Home Alone

My wife and son are off on a trip this week, and I’ve stayed behind to watch over our cats. I’ve done this before and every time it is an equal mix of bliss and torture.

Let’s get the obvious out of the way. I don’t consider my week-long solitude “bliss” because I enjoy being away from my family. What I enjoy is a reminder of what it’s like to have an entire day to myself to work on art at a pace I dictate, as opposed to a pace dictated by summer vacation or school schedules.

Long before I got married and became a dad, I was fortunate enough to be in a position to dedicate all day to working on comics and other creative projects. I knew how good I had it and never took it for granted, because I knew one day it would end. That freedom of scheduling ended when I became the work-from-home dad, where my work day is poured into the gaps between everything else regarding fatherhood.

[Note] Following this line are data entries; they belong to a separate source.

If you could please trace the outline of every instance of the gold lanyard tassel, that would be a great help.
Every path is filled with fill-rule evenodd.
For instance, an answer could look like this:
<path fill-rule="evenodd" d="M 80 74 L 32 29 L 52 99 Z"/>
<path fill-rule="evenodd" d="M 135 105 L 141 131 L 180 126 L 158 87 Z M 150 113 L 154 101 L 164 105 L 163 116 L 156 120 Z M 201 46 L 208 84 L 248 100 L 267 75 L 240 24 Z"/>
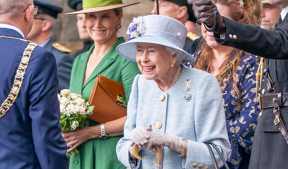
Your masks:
<path fill-rule="evenodd" d="M 255 75 L 256 77 L 256 100 L 258 100 L 258 91 L 261 90 L 261 84 L 262 83 L 262 77 L 263 77 L 263 58 L 261 57 L 260 63 L 259 63 L 259 66 L 257 70 L 257 73 Z M 260 82 L 259 82 L 260 81 Z M 259 84 L 260 84 L 260 88 L 259 88 Z"/>

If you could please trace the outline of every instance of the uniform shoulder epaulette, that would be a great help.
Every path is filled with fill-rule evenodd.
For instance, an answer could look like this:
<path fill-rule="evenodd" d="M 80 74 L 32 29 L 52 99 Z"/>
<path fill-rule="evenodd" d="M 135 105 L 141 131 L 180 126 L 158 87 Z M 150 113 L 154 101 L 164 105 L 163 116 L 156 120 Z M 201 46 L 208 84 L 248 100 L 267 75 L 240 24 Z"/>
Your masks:
<path fill-rule="evenodd" d="M 57 43 L 53 43 L 52 46 L 60 51 L 65 53 L 70 53 L 72 51 L 62 45 Z"/>
<path fill-rule="evenodd" d="M 189 32 L 187 34 L 187 37 L 189 37 L 189 39 L 194 41 L 200 37 L 198 35 L 195 34 L 191 32 Z"/>

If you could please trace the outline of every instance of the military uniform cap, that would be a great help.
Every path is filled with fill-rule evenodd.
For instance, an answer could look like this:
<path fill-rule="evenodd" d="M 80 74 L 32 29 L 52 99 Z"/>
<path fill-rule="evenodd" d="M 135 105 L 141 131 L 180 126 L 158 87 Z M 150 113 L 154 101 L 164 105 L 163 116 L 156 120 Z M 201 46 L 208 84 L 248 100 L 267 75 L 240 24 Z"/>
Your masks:
<path fill-rule="evenodd" d="M 82 0 L 68 0 L 67 3 L 69 6 L 76 11 L 83 9 Z"/>
<path fill-rule="evenodd" d="M 34 4 L 38 6 L 38 13 L 45 14 L 57 19 L 58 14 L 63 11 L 59 5 L 48 0 L 34 0 Z"/>
<path fill-rule="evenodd" d="M 152 0 L 153 1 L 154 0 Z M 179 6 L 186 6 L 187 7 L 188 14 L 189 15 L 189 18 L 188 20 L 194 22 L 196 23 L 197 20 L 197 18 L 195 16 L 192 9 L 192 4 L 189 4 L 187 2 L 187 0 L 164 0 L 166 1 L 169 1 L 177 4 Z"/>

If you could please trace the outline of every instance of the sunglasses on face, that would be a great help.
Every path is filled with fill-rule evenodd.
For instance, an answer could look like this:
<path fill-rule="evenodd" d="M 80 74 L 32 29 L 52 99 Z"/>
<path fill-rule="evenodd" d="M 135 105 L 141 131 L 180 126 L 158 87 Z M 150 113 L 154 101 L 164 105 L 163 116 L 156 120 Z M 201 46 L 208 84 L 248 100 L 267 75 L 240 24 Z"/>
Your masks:
<path fill-rule="evenodd" d="M 30 5 L 28 5 L 27 6 L 27 7 L 26 7 L 26 8 L 25 8 L 25 9 L 24 10 L 24 11 L 23 11 L 23 13 L 25 12 L 25 11 L 26 11 L 26 10 L 27 10 L 27 9 L 28 8 L 28 7 L 29 7 L 29 6 L 30 6 L 30 5 L 33 5 L 33 4 L 30 4 Z M 37 6 L 35 6 L 35 5 L 34 5 L 34 15 L 35 15 L 37 14 L 37 11 L 38 11 L 38 7 Z"/>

Don’t get me wrong, I love being a dad, but I do miss that freedom to work at my own pace.

This week-long trip is a brief reminder of that, and I cherish every day I get.

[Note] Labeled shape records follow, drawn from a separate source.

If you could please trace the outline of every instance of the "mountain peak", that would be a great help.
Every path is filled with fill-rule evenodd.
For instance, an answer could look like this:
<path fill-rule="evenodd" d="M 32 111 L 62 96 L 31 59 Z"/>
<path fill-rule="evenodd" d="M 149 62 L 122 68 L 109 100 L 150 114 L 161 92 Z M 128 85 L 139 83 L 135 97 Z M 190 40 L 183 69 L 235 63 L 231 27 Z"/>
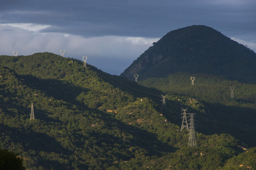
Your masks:
<path fill-rule="evenodd" d="M 256 64 L 251 50 L 211 27 L 195 25 L 167 33 L 120 76 L 133 80 L 138 74 L 142 80 L 188 72 L 256 83 Z"/>

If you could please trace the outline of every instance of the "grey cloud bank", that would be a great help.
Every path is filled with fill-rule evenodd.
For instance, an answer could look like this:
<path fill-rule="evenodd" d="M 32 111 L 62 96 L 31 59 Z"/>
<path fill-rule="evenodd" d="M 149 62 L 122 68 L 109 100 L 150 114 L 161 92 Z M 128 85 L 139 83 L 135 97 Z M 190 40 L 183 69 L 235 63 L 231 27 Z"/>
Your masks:
<path fill-rule="evenodd" d="M 153 42 L 192 25 L 212 27 L 256 51 L 255 9 L 254 0 L 2 0 L 0 55 L 65 48 L 66 57 L 87 55 L 90 63 L 91 56 L 92 64 L 119 74 Z M 28 25 L 13 25 L 18 23 Z"/>

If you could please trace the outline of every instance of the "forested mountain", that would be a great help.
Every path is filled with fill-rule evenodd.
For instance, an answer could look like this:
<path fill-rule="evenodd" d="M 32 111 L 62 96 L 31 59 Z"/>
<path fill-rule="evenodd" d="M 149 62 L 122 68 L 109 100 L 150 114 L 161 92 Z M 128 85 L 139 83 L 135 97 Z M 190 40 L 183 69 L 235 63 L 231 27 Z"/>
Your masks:
<path fill-rule="evenodd" d="M 195 119 L 197 130 L 208 134 L 227 133 L 250 145 L 256 144 L 256 85 L 188 73 L 149 78 L 139 84 L 161 90 L 169 100 L 205 113 Z"/>
<path fill-rule="evenodd" d="M 121 74 L 134 80 L 188 72 L 221 76 L 256 83 L 256 53 L 220 32 L 192 26 L 168 33 L 153 43 Z"/>
<path fill-rule="evenodd" d="M 77 59 L 1 56 L 0 85 L 0 149 L 28 170 L 256 168 L 255 148 L 227 134 L 196 128 L 197 147 L 188 147 L 181 107 L 204 116 L 203 106 L 168 98 L 162 106 L 163 92 Z"/>

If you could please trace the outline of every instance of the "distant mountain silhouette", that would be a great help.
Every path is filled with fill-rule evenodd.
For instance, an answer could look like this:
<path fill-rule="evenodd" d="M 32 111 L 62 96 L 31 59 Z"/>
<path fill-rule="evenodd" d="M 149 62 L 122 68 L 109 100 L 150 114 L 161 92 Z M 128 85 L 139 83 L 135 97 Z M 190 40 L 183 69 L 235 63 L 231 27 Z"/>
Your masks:
<path fill-rule="evenodd" d="M 256 53 L 205 26 L 171 31 L 153 43 L 120 76 L 138 81 L 178 72 L 221 76 L 256 83 Z"/>

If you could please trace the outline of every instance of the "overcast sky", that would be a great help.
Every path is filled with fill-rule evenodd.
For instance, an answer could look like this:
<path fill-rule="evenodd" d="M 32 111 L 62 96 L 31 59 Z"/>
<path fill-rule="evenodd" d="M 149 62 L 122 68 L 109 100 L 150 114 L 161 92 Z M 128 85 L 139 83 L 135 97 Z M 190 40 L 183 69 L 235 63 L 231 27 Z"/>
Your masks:
<path fill-rule="evenodd" d="M 0 0 L 0 55 L 63 49 L 119 75 L 153 42 L 193 25 L 256 51 L 255 0 Z"/>

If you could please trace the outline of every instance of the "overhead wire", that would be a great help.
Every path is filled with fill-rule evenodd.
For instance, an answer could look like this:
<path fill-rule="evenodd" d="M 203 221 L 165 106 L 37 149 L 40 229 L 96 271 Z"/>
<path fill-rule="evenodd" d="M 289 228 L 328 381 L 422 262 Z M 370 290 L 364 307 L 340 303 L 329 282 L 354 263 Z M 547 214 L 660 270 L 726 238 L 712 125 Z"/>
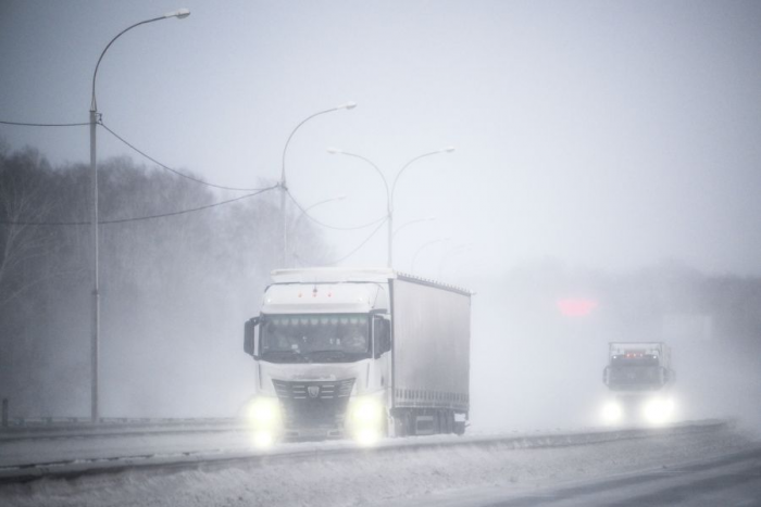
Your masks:
<path fill-rule="evenodd" d="M 384 225 L 387 220 L 388 220 L 387 217 L 383 218 L 383 220 L 380 221 L 380 224 L 378 224 L 378 226 L 377 226 L 375 229 L 373 229 L 373 231 L 370 233 L 370 236 L 367 236 L 354 250 L 352 250 L 352 251 L 349 252 L 348 254 L 344 255 L 344 256 L 340 257 L 340 258 L 337 258 L 337 259 L 335 259 L 335 261 L 332 261 L 332 262 L 329 262 L 329 263 L 321 263 L 321 264 L 322 264 L 323 266 L 334 266 L 334 265 L 336 265 L 336 264 L 338 264 L 338 263 L 341 263 L 341 262 L 346 261 L 347 258 L 351 257 L 351 256 L 354 255 L 357 252 L 359 252 L 359 250 L 360 250 L 362 246 L 364 246 L 365 244 L 367 244 L 367 241 L 370 241 L 371 239 L 373 239 L 373 237 L 374 237 L 375 235 L 377 235 L 378 230 L 380 230 L 380 227 L 383 227 L 383 225 Z M 298 256 L 298 255 L 295 255 L 295 256 L 296 256 L 299 261 L 301 261 L 302 263 L 304 262 L 304 259 L 301 258 L 300 256 Z"/>
<path fill-rule="evenodd" d="M 118 140 L 122 141 L 124 144 L 126 144 L 127 147 L 132 148 L 134 151 L 136 151 L 136 152 L 139 153 L 140 155 L 145 156 L 146 159 L 148 159 L 148 160 L 151 161 L 152 163 L 157 164 L 159 167 L 161 167 L 161 168 L 163 168 L 163 169 L 166 169 L 166 170 L 169 170 L 169 172 L 171 172 L 171 173 L 174 173 L 175 175 L 180 176 L 180 177 L 183 177 L 183 178 L 189 179 L 190 181 L 195 181 L 195 182 L 197 182 L 197 183 L 205 185 L 207 187 L 212 187 L 212 188 L 216 188 L 216 189 L 221 189 L 221 190 L 235 190 L 235 191 L 242 191 L 242 192 L 254 192 L 254 191 L 261 190 L 261 189 L 251 189 L 251 188 L 223 187 L 223 186 L 221 186 L 221 185 L 214 185 L 214 183 L 210 183 L 210 182 L 208 182 L 208 181 L 203 181 L 202 179 L 194 178 L 192 176 L 186 175 L 185 173 L 182 173 L 182 172 L 179 172 L 179 170 L 177 170 L 177 169 L 173 169 L 172 167 L 167 166 L 166 164 L 162 164 L 162 163 L 159 162 L 158 160 L 153 159 L 152 156 L 150 156 L 149 154 L 147 154 L 147 153 L 144 152 L 142 150 L 138 149 L 137 147 L 135 147 L 134 144 L 132 144 L 132 143 L 130 143 L 129 141 L 127 141 L 126 139 L 124 139 L 122 136 L 120 136 L 118 134 L 116 134 L 116 132 L 114 132 L 113 130 L 111 130 L 109 127 L 105 126 L 105 124 L 104 124 L 102 121 L 100 121 L 98 124 L 99 124 L 101 127 L 103 127 L 109 134 L 111 134 L 113 137 L 115 137 L 116 139 L 118 139 Z"/>
<path fill-rule="evenodd" d="M 180 210 L 177 212 L 161 213 L 158 215 L 138 216 L 138 217 L 130 217 L 130 218 L 117 218 L 117 219 L 113 219 L 113 220 L 99 220 L 98 224 L 99 225 L 124 224 L 127 221 L 142 221 L 142 220 L 151 220 L 151 219 L 155 219 L 155 218 L 164 218 L 164 217 L 170 217 L 170 216 L 185 215 L 188 213 L 200 212 L 203 210 L 209 210 L 209 208 L 222 206 L 225 204 L 230 204 L 230 203 L 234 203 L 236 201 L 242 201 L 244 199 L 250 199 L 250 198 L 253 198 L 253 197 L 259 195 L 261 193 L 267 192 L 270 190 L 274 190 L 276 188 L 278 188 L 278 186 L 274 185 L 272 187 L 259 189 L 257 192 L 249 193 L 247 195 L 240 195 L 240 197 L 235 198 L 235 199 L 228 199 L 226 201 L 215 202 L 212 204 L 192 207 L 189 210 Z M 0 224 L 2 224 L 2 225 L 17 225 L 17 226 L 89 226 L 91 224 L 91 221 L 11 221 L 11 220 L 0 220 Z"/>
<path fill-rule="evenodd" d="M 85 125 L 89 125 L 89 122 L 84 122 L 84 123 L 74 123 L 74 124 L 34 124 L 34 123 L 25 123 L 25 122 L 7 122 L 4 119 L 0 119 L 0 124 L 2 125 L 13 125 L 16 127 L 82 127 Z"/>

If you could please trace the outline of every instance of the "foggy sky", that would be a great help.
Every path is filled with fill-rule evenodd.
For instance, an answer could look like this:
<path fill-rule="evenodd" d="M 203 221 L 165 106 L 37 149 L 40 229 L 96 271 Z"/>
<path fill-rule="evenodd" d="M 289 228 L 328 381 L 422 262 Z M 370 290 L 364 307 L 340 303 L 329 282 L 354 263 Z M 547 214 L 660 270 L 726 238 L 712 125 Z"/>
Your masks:
<path fill-rule="evenodd" d="M 635 268 L 679 259 L 761 275 L 761 3 L 726 1 L 0 0 L 0 119 L 103 122 L 208 181 L 257 187 L 286 167 L 337 226 L 395 199 L 395 267 L 464 281 L 526 258 Z M 88 162 L 87 127 L 0 125 L 11 148 Z M 99 157 L 140 159 L 103 129 Z M 326 231 L 336 257 L 372 229 Z M 470 249 L 452 251 L 458 245 Z M 308 257 L 308 253 L 304 254 Z M 383 228 L 345 265 L 383 265 Z"/>

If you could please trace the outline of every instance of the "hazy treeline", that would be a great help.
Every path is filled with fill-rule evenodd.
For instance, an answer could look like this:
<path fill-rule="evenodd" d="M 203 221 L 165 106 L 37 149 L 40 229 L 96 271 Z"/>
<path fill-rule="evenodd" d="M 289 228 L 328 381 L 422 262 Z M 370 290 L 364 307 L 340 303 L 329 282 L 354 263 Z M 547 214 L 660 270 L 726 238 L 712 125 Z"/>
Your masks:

But it’s also torture because I’m a person who needs human interaction to balance out my comfortable solitude, and having my wife and son around feeds that need quite nicely. I like the quiet, but I suspect as the week goes on things will be too quiet around here. Also, I miss those two already.

In reality, this week is going to fly by and they’ll be back before I know it. Then I’ll both rejoice at our reunion and lament the loss of my flexible schedule.

Until the two of them go away for two weeks next month, that is.